Carey Smith from Philadunkia decided to feature KnickerBlogger for his “Fo’ with the Foes” series. He asks 2 questions about the Knicks, and then asks for 2 insider points on the team. Here is my response.
Philadunkia: Raymond Felton is obviously playing out of his mind this year. Can you pinpoint for us what things Felton has changed about his game that have helped produced such a banner year or was it simply a “change of scenery” that has led to his explosion this season?

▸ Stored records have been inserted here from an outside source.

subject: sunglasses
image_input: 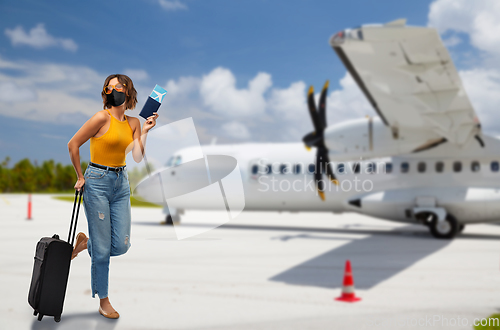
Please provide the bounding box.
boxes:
[104,84,127,94]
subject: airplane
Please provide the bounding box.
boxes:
[153,89,167,103]
[133,19,500,239]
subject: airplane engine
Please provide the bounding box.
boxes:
[324,117,446,161]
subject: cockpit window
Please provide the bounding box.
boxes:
[352,163,361,174]
[436,162,444,173]
[470,161,481,172]
[385,163,392,174]
[490,160,500,172]
[401,162,410,173]
[165,156,175,167]
[337,163,345,174]
[366,163,377,174]
[165,156,182,167]
[417,162,427,173]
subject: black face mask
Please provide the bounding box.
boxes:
[107,89,125,107]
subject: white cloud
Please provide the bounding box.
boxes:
[158,0,187,11]
[0,58,105,124]
[0,81,37,103]
[443,35,462,47]
[460,68,500,133]
[222,121,250,139]
[429,0,500,54]
[123,69,149,82]
[327,72,376,125]
[200,67,272,117]
[5,23,78,52]
[269,81,307,120]
[429,0,500,134]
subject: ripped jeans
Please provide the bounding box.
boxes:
[83,165,130,299]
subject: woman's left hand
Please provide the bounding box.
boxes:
[142,112,159,133]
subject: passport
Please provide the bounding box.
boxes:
[139,85,167,119]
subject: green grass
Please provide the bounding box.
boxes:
[52,196,161,207]
[474,314,500,330]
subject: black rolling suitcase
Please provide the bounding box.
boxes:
[28,191,83,322]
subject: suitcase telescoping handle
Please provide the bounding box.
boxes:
[68,189,83,245]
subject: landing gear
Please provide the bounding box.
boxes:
[165,214,174,226]
[429,214,460,239]
[165,214,181,226]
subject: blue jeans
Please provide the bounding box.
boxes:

KnickerBlogger: It depends what you constitute as improvement in Felton. He started off the year playing out of his mind. However he’s hit a sharp decline since. In Charlotte, Felton was a poor shooter until his final year when he was closer to the league average. This year he started off way above his norm, and has since cooled off. The question is where will Felton level off, at his last year numbers with the Bobcats or closer to his first four years in the league?
I delve deeply into the issue in this article.
Philadunkia: 76ers fans are viewing this two game weekend set as a big “series” which could draw the Sixers closer to the 6-seed in the 2011 Playoff race. Can you give us a little insight as to what importance level (if any) is being placed on this two game set by NYK fans?
KnickerBlogger: After years of being on the outside (and the very far outside), Knick fans have the inside track for a playoff spot. So New Yorkers aren’t looking behind, but rather ahead. With an improved team, led by All Star Amar’e Stoudemire, it seems as if the Knicks can beat any given team. Not that they are likely to, but that they have a fighting chance. With this kind of mindset, it seems that every game is important. A win in February is just as important as April, no matter the opponent.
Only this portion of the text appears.